Bob McManus

Bob McManus

Opinion

Andrew Cuomo’s casino charade

A proposition intended to overturn New York’s constitutional ban on casino-style gambling will be on the November ballot — described by Gov. Cuomo as a linchpin component in his economic-development strategy for upstate.

Yet it is no strategy, but rather a charade.

The ballot measure, Cuomo says, will promote economic growth and tourism in New York — and “end the trend of letting neighboring states with legalized gaming take revenue that should be going to our schools.”

Translation: Let’s have a casino cannibal war!

Because there don’t appear to be enough gamblers to go around.

Nationally, big-casino pioneers Nevada and New Jersey have legalized forms of Internet gambling — a sure sign of that a once-successful business model is now faltering. And Delaware did the same this month.

And the states surrounding New York — Cuomo’s prime targets — are experiencing lean times at the tables. All save Vermont permit gambling — but Foxwoods Casino in Connecticut has been flirting with bankruptcy for some time.

Atlantic City’s woes are legend — just check out the nearby slums. Indeed, Pennsylvania’s no-frills casinos seem to have just bankrupted one Boardwalk casino — but even they aren’t pulling in the revenues that were projected for them. Ditto in Massachusetts, whose three casinos are just coming online.

Cuomo’s plan, he says, is to “establish world-class destination gaming resorts to attract tourists to upstate New York.”

Precisely where upstate is top-secret. Cuomo’s calling for casinos near Albany, Binghamton and in the Catskills — plus eventually three more for New York City — all of which will supposedly draw customers from what the governor terms “the 50 million tourists who visit New York every year.”

Which is silly on its face. Anyone who thinks cash-flush foreign players will flock to, say, Binghamton for fun and games is either pipe-dreaming or hasn’t driven north on Route 17 in the past 50 years or so.

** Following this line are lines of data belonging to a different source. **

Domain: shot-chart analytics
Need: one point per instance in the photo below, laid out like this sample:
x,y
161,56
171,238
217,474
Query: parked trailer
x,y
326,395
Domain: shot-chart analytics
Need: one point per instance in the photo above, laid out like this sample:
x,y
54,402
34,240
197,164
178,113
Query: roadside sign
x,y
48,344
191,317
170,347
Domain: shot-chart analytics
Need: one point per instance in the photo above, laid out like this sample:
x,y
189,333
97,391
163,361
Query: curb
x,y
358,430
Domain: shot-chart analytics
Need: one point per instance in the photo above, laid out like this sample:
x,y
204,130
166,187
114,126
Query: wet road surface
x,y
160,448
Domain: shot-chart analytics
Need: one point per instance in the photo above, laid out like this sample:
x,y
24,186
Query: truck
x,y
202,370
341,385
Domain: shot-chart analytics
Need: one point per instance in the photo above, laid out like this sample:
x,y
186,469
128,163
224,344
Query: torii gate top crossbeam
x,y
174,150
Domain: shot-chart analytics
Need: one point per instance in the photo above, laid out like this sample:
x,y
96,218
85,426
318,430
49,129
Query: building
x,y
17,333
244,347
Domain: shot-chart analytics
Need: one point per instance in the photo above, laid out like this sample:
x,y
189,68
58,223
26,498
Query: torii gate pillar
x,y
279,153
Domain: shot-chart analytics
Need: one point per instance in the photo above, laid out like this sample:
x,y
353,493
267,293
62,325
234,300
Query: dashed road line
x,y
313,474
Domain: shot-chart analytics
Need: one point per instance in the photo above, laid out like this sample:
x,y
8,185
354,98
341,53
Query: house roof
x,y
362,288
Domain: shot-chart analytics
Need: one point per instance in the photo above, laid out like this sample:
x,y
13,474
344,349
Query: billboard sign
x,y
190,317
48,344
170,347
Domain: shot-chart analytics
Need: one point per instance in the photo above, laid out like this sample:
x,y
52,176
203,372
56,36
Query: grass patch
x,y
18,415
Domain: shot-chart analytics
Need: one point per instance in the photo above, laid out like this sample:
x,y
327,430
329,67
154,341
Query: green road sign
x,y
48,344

Nor does upstate lack for gambling “destinations” now. Indians run casinos near Syracuse and Buffalo, and Albany has already licensed nine race-track video casinos. (And its lottery games — particularly the insidious Quick Draw — vacuum up loose betting dollars everywhere else.)

More fundamentally, does state-sponsored gambling generate wealth in the first place? Is it a good bet for government?

Casino pots are cut many times before a bettor sees a buck. On any given day, some will walk away flush, but over time only casino proprietors and the taxman wind up winners.

This is not necessarily a bad thing, but it is not wealth creation, either. It is, at best, wealth redistribution.

Certainly new casinos will produce sugar highs for public education — the ostensible beneficiary of Cuomo’s gambling proposal — which explains why teachers unions are for it, along with construction unions, some business leaders and the usual spendthrift politicians.

But sugar highs don’t last.

That’s why it’s so hard to see the proposal as anything other than a pig-in-a-poke, meant largely to obscure Cuomo’s sparse progress with upstate economic development — a distraction from his obdurate refusal to permit development of the Southern Tier’s fabulously promising natural gas fields via hydraulic fracturing, or fracking.

Upstaters who consider the governor’s wisp of a gambling proposal to be sufficient should look across the Pennsylvania border for evidence of what environmentally sound, but nevertheless aggressive, fracking can do for a local economy.

That border effectively bisects the sprawling Marcellus Shale natural-gas reservoir. On the Pennsylvania side, billions have been invested in gas extraction; on the New York side, bupkis.

The result:

— Pennsylvania officials report that Marcellus Shale development generated $11.2 billion for the state’s GDP in 2010, producing $1.1 billion in state and local tax revenue and supporting some 140,000 jobs — paying on average $62,000 a year. That’s without a hint of significant environmental damage.

— New York officials continue a shameful three-year-plus stall on gas-extraction approvals — with no end in sight. (As for casino-revenue estimates, Cuomo’s office had none yesterday.)

Scranton, 50 miles down I-81 from the New York border, experiences relative prosperity. But on any given morning in Binghamton, 11 miles north of the line on that same highway, you can roll a bowling ball down the main drag and not hit much of anything.

That’s true for much of upstate — and three gambling casinos, even if ragingly successful, aren’t going to change much.

The fundamental issue here is fake economic development vs. actual economic development. Cuomo is promoting the former because he lacks the political courage to pursue the latter.

And no number of casinos will change that.